Why don't you tell me where Zelensky's opposition are currently located then?
Right now, while Ukraine is fighting an existential war for survival against a bloodthirsty nemy that wants only to rape and pillage, the opposition to Zelensky is located in Russia. And of course also in India.
No, that's not enough to justify results so overwhelming. We're talking 2/3 of the population even in the most russified and Russophile areas. This requires a desire for self-governance that goes beyond a simple desire for change. Lots of scholarly books on the Ukrainian national identity and why it's separate from the Russian national identity despite the Empire and despite the USSR.
A blatant difference is how Ukrainian society is a lot more horizontal than Russia's, which is absurdly vertical. Lots of local initiatives. That's why the Ukrainian army managed to reform efficiently these past eight years, after two decades of neglect, while the Russian attempts at reform have failed.
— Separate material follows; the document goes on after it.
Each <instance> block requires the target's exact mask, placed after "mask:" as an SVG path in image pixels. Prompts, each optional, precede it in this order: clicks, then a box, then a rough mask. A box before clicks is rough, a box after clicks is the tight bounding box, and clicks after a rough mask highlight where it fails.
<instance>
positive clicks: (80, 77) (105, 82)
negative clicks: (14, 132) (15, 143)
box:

The first bomb wasn't a war crime. The second and third were. He was no real threat to anybody. His only limit was adrenaline was keeping him alive. If he was injured, like lost a leg or something, and shooting back in an adrenaline-fueled frenzy, then he would be fair game.
He yeeted away the first two bombs, it's only the third that got him. Also he apparently survived anyway, according to Russian sources he was later rescued and evacuated.
I find you have a lot more concern and solicitude for a Russian invader that got away with non-critical wounds than for the thousands of civilians that the Russians have tortured and murdered; something which I remember you argued was no big deal, just war business as usual, not a war crime.
Oh yeah? Ukraine was gonna invade Russia? Get real.
The only threat Ukraine represented to Russia was that of a different model. If the Russian society saw their neighboring Ukraine go from poor and corrupt to prosperous and much-less-corrupt after tying with the West and embracing Western values, it might give them ideas that don't align with the Silovikis' plans for the country.